Large Language Model (LLM) deployment is increasingly shifting to cost-efficient accelerators like Google's Tensor Processing Units (TPUs), prioritizing both performance and total cost of ownership (TCO). However, existing LLM inference kernels and serving systems remain largely GPU-centric, and there is no well-established approach for efficiently mapping LLM workloads onto TPU architectures--particularly under the dynamic and ragged execution patterns common in modern serving. In this paper, we present Ragged Paged Attention (RPA), a high-performance and flexible attention kernel for TPUs, implemented using Pallas and Mosaic.

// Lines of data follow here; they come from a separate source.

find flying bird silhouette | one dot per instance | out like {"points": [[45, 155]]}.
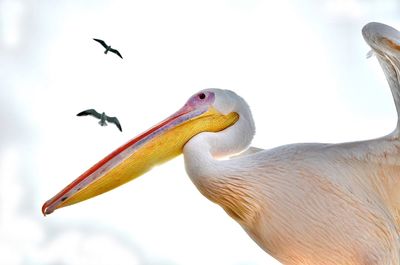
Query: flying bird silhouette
{"points": [[108, 48], [103, 117]]}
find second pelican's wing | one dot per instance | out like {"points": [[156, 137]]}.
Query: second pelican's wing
{"points": [[102, 42]]}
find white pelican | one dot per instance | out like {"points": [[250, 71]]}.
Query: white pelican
{"points": [[324, 204]]}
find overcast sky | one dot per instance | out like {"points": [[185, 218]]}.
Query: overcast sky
{"points": [[301, 66]]}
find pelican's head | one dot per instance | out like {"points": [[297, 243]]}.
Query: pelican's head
{"points": [[210, 110]]}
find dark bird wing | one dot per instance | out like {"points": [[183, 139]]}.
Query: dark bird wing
{"points": [[102, 42], [91, 112], [116, 52], [115, 121]]}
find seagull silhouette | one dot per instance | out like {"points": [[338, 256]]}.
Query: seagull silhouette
{"points": [[108, 48], [103, 117]]}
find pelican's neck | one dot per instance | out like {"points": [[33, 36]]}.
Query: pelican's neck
{"points": [[219, 179]]}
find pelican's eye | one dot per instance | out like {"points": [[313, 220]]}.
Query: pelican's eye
{"points": [[201, 96]]}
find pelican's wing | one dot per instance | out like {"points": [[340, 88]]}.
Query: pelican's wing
{"points": [[91, 112], [101, 42], [116, 52], [115, 121]]}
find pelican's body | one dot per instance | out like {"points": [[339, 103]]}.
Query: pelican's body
{"points": [[305, 204]]}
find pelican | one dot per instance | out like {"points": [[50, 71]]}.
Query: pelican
{"points": [[309, 203]]}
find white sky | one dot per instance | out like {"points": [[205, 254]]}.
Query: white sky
{"points": [[299, 64]]}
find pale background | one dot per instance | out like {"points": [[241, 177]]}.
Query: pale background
{"points": [[300, 65]]}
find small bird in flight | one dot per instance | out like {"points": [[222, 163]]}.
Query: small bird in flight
{"points": [[103, 117], [108, 48]]}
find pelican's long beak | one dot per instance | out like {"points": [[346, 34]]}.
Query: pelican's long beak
{"points": [[157, 145], [385, 43]]}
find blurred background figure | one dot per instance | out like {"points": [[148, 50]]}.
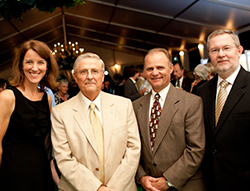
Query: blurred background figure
{"points": [[119, 89], [130, 88], [200, 77], [62, 94], [3, 84], [180, 81], [211, 70]]}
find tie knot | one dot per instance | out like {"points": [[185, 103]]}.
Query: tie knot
{"points": [[224, 83], [157, 96], [92, 106]]}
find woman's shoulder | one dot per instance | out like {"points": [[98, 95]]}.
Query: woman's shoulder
{"points": [[7, 98]]}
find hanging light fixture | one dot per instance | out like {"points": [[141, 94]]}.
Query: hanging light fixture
{"points": [[66, 53]]}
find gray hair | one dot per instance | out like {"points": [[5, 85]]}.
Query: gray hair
{"points": [[163, 50], [87, 55], [224, 31]]}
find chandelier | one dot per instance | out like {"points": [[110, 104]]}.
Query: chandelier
{"points": [[66, 54]]}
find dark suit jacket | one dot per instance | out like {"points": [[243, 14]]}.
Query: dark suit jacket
{"points": [[180, 140], [227, 161], [130, 90], [186, 84]]}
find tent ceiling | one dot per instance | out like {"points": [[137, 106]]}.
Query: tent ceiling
{"points": [[129, 26]]}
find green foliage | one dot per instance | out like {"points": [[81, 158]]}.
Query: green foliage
{"points": [[15, 8]]}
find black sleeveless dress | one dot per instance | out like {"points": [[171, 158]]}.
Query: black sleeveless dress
{"points": [[25, 165]]}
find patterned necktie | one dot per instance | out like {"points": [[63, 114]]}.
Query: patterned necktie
{"points": [[154, 119], [221, 99], [98, 133]]}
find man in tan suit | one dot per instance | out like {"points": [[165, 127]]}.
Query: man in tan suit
{"points": [[172, 155], [76, 148]]}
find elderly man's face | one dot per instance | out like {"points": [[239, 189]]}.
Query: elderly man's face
{"points": [[157, 70], [89, 76], [224, 54]]}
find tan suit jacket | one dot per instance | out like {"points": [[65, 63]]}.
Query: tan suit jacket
{"points": [[75, 148], [180, 140]]}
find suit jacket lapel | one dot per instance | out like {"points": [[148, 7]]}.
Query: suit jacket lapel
{"points": [[143, 120], [234, 96], [169, 109], [82, 119], [108, 117]]}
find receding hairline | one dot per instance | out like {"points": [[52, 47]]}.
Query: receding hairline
{"points": [[234, 37], [163, 50], [88, 55]]}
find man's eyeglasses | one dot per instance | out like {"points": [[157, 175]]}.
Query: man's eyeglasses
{"points": [[93, 72], [225, 49]]}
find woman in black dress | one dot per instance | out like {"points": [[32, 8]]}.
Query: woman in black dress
{"points": [[25, 120]]}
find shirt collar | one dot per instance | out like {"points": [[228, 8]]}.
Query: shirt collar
{"points": [[231, 78], [163, 93], [87, 102]]}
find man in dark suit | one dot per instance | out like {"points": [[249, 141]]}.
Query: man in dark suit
{"points": [[172, 144], [227, 159], [130, 88], [180, 81]]}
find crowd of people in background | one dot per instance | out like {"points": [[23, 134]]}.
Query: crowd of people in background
{"points": [[167, 128]]}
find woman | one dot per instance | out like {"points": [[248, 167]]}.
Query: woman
{"points": [[62, 94], [25, 120]]}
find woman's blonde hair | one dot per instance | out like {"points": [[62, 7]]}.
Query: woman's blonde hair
{"points": [[49, 80]]}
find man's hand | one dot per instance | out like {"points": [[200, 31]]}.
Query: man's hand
{"points": [[143, 91], [160, 184], [147, 183]]}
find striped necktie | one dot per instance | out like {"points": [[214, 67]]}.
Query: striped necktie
{"points": [[98, 133], [221, 99], [154, 119]]}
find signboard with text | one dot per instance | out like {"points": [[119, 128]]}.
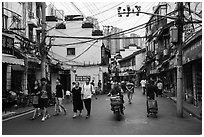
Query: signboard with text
{"points": [[7, 45], [82, 78]]}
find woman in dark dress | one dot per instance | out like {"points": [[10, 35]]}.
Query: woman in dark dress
{"points": [[77, 101]]}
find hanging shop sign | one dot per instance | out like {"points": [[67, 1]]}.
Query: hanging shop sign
{"points": [[82, 78], [7, 45], [193, 52]]}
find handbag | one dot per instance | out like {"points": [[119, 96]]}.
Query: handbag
{"points": [[35, 99]]}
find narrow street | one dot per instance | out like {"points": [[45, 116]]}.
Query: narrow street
{"points": [[102, 121]]}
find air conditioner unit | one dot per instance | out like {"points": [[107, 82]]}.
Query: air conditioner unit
{"points": [[165, 52], [31, 15]]}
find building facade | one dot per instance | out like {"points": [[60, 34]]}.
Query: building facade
{"points": [[161, 58], [76, 56], [20, 38]]}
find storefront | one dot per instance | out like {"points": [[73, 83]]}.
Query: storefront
{"points": [[12, 72], [192, 70]]}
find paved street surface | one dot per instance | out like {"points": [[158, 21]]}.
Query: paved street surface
{"points": [[102, 121]]}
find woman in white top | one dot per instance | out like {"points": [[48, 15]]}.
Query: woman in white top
{"points": [[87, 92]]}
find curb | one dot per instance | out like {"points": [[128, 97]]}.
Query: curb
{"points": [[15, 113], [186, 109]]}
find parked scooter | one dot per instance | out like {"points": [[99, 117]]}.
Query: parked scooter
{"points": [[117, 106]]}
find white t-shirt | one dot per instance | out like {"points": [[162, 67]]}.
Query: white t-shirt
{"points": [[87, 91], [143, 83], [159, 85]]}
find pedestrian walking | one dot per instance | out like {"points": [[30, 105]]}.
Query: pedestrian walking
{"points": [[92, 83], [130, 91], [87, 92], [73, 84], [151, 90], [68, 96], [45, 95], [77, 100], [143, 85], [99, 86], [58, 99], [36, 94], [160, 88]]}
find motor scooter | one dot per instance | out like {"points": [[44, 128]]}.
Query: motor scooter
{"points": [[117, 106]]}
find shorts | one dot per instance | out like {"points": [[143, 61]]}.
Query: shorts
{"points": [[43, 103], [36, 105]]}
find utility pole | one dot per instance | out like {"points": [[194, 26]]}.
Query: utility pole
{"points": [[179, 60], [43, 44]]}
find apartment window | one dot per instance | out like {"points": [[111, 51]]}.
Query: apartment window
{"points": [[70, 51], [166, 43], [30, 32], [5, 22]]}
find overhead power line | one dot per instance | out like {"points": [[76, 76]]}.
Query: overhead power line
{"points": [[82, 52]]}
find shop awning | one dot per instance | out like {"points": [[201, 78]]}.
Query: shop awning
{"points": [[10, 59], [17, 68]]}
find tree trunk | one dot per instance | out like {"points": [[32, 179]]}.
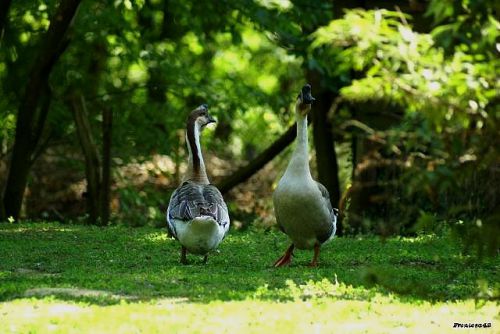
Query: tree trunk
{"points": [[25, 137], [92, 163], [107, 125]]}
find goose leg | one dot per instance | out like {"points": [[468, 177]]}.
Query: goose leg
{"points": [[183, 255], [286, 258], [314, 262]]}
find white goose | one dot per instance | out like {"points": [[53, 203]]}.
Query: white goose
{"points": [[197, 214], [302, 205]]}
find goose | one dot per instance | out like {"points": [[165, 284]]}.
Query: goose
{"points": [[197, 215], [301, 204]]}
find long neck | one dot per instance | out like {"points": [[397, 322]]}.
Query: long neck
{"points": [[196, 167], [299, 164]]}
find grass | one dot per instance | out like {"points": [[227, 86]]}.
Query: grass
{"points": [[70, 278]]}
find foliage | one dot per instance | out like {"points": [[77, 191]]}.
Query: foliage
{"points": [[445, 142], [130, 278]]}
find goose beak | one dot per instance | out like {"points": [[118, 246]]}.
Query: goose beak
{"points": [[306, 96]]}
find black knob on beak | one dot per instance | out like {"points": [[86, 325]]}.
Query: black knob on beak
{"points": [[307, 98]]}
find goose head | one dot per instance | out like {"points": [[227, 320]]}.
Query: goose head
{"points": [[201, 116], [304, 100]]}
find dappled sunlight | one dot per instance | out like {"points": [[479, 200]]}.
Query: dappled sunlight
{"points": [[249, 316]]}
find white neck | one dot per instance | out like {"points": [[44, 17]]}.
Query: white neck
{"points": [[299, 164], [196, 172]]}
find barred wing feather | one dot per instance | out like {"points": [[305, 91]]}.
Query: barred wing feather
{"points": [[192, 200]]}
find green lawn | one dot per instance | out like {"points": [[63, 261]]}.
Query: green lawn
{"points": [[66, 278]]}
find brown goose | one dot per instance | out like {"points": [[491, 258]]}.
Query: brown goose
{"points": [[197, 215], [302, 205]]}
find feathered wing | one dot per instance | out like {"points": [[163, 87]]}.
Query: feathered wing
{"points": [[192, 200], [326, 235]]}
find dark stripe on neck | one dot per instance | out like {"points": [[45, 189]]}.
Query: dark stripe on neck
{"points": [[192, 144]]}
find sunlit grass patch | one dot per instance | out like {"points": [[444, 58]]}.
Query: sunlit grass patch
{"points": [[129, 279]]}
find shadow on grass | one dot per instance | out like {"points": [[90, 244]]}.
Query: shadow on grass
{"points": [[106, 265]]}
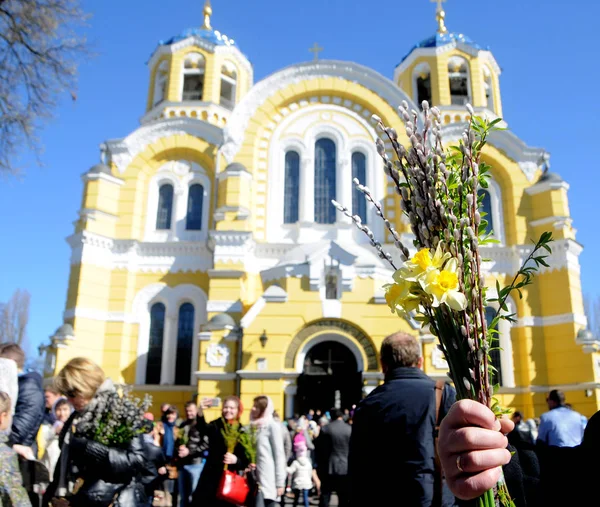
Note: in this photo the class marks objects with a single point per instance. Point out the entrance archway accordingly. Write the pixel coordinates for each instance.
(331, 377)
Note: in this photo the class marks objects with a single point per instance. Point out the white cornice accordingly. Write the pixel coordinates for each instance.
(258, 95)
(552, 320)
(123, 151)
(528, 158)
(102, 176)
(180, 256)
(545, 186)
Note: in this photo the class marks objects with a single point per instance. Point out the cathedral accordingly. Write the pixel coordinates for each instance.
(208, 260)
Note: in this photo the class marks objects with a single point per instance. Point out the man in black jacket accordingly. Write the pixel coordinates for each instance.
(331, 447)
(393, 432)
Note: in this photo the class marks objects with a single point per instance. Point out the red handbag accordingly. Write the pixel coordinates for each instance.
(233, 488)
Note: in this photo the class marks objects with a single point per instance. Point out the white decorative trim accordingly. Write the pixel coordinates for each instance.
(135, 256)
(123, 151)
(528, 158)
(545, 186)
(217, 355)
(102, 176)
(258, 95)
(154, 388)
(204, 375)
(267, 375)
(552, 320)
(215, 306)
(329, 337)
(253, 312)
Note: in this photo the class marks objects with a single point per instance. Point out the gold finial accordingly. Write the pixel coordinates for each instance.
(316, 49)
(207, 14)
(440, 15)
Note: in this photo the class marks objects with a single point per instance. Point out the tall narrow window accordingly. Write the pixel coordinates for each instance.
(486, 210)
(324, 181)
(193, 220)
(193, 76)
(489, 89)
(458, 74)
(228, 85)
(422, 83)
(495, 352)
(165, 207)
(185, 338)
(160, 83)
(359, 171)
(291, 187)
(157, 330)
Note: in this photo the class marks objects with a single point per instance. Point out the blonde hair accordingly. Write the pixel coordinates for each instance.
(80, 376)
(4, 403)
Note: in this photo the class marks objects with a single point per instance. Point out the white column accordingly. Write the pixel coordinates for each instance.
(343, 183)
(307, 190)
(506, 355)
(167, 370)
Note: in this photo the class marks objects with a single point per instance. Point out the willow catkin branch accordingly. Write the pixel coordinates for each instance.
(368, 232)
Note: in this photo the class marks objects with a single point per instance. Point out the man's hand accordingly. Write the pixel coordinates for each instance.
(472, 448)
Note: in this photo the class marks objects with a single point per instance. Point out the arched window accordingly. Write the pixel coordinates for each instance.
(486, 209)
(165, 206)
(193, 220)
(160, 83)
(228, 85)
(496, 377)
(422, 83)
(359, 171)
(489, 89)
(185, 339)
(324, 181)
(193, 76)
(458, 74)
(291, 187)
(155, 352)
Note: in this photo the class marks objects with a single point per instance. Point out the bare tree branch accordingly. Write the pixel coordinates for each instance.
(39, 52)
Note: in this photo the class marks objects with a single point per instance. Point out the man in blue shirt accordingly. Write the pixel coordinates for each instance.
(561, 426)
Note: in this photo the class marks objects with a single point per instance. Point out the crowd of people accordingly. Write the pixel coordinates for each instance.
(384, 449)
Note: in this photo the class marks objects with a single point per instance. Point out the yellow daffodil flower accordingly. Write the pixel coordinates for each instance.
(399, 298)
(421, 263)
(443, 286)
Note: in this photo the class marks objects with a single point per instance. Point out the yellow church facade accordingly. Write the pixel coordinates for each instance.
(207, 259)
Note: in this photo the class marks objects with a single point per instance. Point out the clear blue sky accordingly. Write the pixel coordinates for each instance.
(547, 50)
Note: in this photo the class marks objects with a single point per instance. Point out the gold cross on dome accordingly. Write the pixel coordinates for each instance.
(316, 49)
(440, 15)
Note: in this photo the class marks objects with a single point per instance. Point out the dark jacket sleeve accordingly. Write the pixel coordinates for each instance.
(122, 463)
(29, 411)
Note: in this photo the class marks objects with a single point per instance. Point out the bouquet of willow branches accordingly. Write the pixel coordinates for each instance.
(113, 419)
(443, 282)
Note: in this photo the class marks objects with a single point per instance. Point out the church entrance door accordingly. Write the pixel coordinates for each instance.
(330, 378)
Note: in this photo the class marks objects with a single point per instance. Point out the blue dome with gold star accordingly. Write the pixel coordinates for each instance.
(442, 39)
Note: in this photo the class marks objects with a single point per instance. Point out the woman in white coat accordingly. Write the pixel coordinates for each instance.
(271, 473)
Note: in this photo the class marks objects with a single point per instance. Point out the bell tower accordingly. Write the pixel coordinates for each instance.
(450, 70)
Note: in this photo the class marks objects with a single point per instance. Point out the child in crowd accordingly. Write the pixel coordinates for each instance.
(302, 473)
(62, 412)
(11, 489)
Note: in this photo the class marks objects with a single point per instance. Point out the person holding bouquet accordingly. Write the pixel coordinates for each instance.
(224, 449)
(102, 449)
(270, 466)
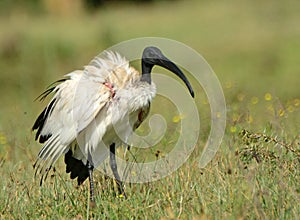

RPA addresses these challenges through three key techniques: (1) fine-grained tiling to enable efficient dynamic slicing over ragged memory, (2) a custom software pipeline that fuses KV cache updates with attention computation, and (3) a distribution-aware compilation strategy that generates specialized kernels for decode, prefill, and mixed workloads. Evaluated on Llama 3 8B on TPU7x, RPA achieves up to 86% memory bandwidth utilization (MBU) in decode and 73% model FLOPs utilization (MFU) in prefill. Integrated as the primary TPU backend in vLLM and SGLang, RPA provides a production-grade foundation for efficient TPU inference and offers practical insights into kernel design.